ここまでは自分のお金の「ざっくり把握」でしたが、最後の3つめのざっくり把握は、お金のサービスについて。

さて、ここが現代において最も重要なポイントです。PayPayなどのQRコード決済や電子マネー、クレジットカードなどのキャッシュレス決済を、「よくわからないから怖い」「使いすぎてしまいそう」と遠ざけてはいませんか?

そんなの当たり前のように使ってるよ! と思った方。素晴らしいです。それだけで、お金を貯めるための第一歩を終え、すでにお金の初心者ではなく、中級者に足を踏み入れていると言えます。

ちょっと意外かもしれませんが、クレジットカードやQRコード決済などの決済サービスの利用率はそれほど高くありません。
経済産業省が発表している2025年のキャッシュレス決済比率のデータによると、国内指標で58%。半数近くが活用できていないのです。それどころか、QRコード決済が流行る10年前は、20%台でした。私のところに相談に来られた方の中でも、上手に使えている人は半分もいない印象です。

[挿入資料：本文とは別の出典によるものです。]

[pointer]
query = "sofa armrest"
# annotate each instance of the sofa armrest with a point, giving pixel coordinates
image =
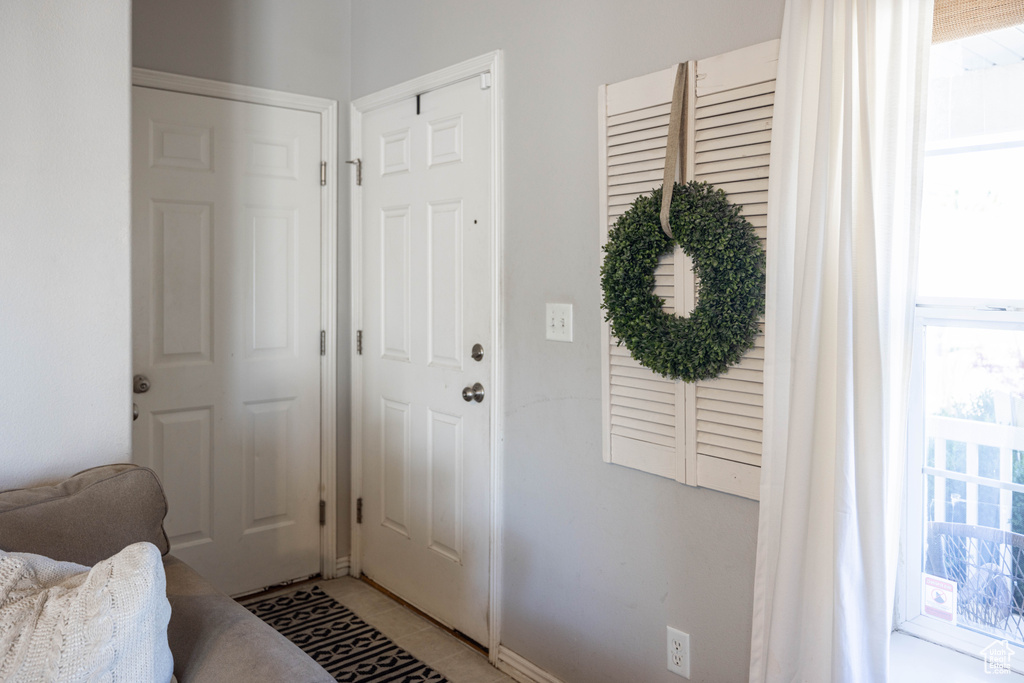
(216, 640)
(87, 518)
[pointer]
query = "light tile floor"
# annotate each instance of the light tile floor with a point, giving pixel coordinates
(433, 646)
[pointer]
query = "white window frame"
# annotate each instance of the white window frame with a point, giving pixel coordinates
(945, 312)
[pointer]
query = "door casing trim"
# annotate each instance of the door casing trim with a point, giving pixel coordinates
(487, 63)
(328, 112)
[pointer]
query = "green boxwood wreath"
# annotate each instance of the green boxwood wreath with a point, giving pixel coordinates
(729, 264)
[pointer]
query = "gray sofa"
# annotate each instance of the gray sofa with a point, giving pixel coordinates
(95, 514)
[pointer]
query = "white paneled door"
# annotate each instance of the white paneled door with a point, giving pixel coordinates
(426, 304)
(226, 306)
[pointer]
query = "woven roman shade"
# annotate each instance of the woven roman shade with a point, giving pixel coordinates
(962, 18)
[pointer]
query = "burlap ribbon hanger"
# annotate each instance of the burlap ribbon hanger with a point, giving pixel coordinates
(676, 147)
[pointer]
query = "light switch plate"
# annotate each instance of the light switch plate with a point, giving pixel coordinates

決済サービスへの不安で多いのは、使いすぎることと、セキュリティや仕組みがよく分からないから、というものです。前者の使いすぎの防止方法は別の機会に説明するので、まずは決済サービスへの漠然とした不安を解消しましょう。
キャッシュレス決済のセキュリティが安全だと言える理由は、大きく分けて3つです。

まず、すべての支払い履歴がデジタルデータとして残る点です。
「いつ、どこで、いくら使ったか」が1円単位で記録されるため、身に覚えのない支払いはすぐに発見できます。さらに、不正利用検知システムが24時間365日モニタリングしている場合が多いため、普段の行動パターンと違う不審な利用があれば、カード利用が一時停止されたり、本人確認が入ったりして、ブロックしてくれます。

次に、盗難や紛失への対策が強力な点です。
現金を落としても戻ってくる保証はありませんが、キャッシュレスならアカウントやカードを止めるだけで、被害を最小限に防げます。万が一、不正に使い込まれてしまった場合でも、多くのサービスには全額補償の仕組みがあり、正しく使っていれば失ったお金が戻ってくる可能性が高いです。

最後に、スマホ自体のロック機能です。
指紋や顔認証、パスコードなどで守られているため、財布をそのまま開けられるのとは違い、他人が中身を使うこと自体が非常に難しくなっています。

このように、記録、補償、ロックという三重のガードがあるからこそ、現金よりも安全だと言えるのです。
ついでに、支払い履歴が見れるので、レシートを取っておく必要もなくなり、レシートでパンパンの財布とお別れできるメリットもあります。
いかがでしょうか? それでもまだ怖いという方は、まずはコンビニなどで少額の決済だけでもいいので使って慣れてみてください。
頭のいい人たちが心血を注いで完成させた決済システムを信じることは、お金の不安を乗り越えるために必要なステップです。

「分からないけど怖い」を卒業する

お金を正しく知ることで、「分かんないけどなんか怖い」という状態を卒業して、数字に対して適切に怖がれるようになります。これが非常に重要なのです。
なぜなら、数字が見えることで対策が打てるようになるからです。
見えない敵と戦うのは今日で終わりです。肩の力を抜いて、ズボラなままでもできる「楽にお金と仲良くなるための方法」を、これから一緒に具体的に見ていきましょう。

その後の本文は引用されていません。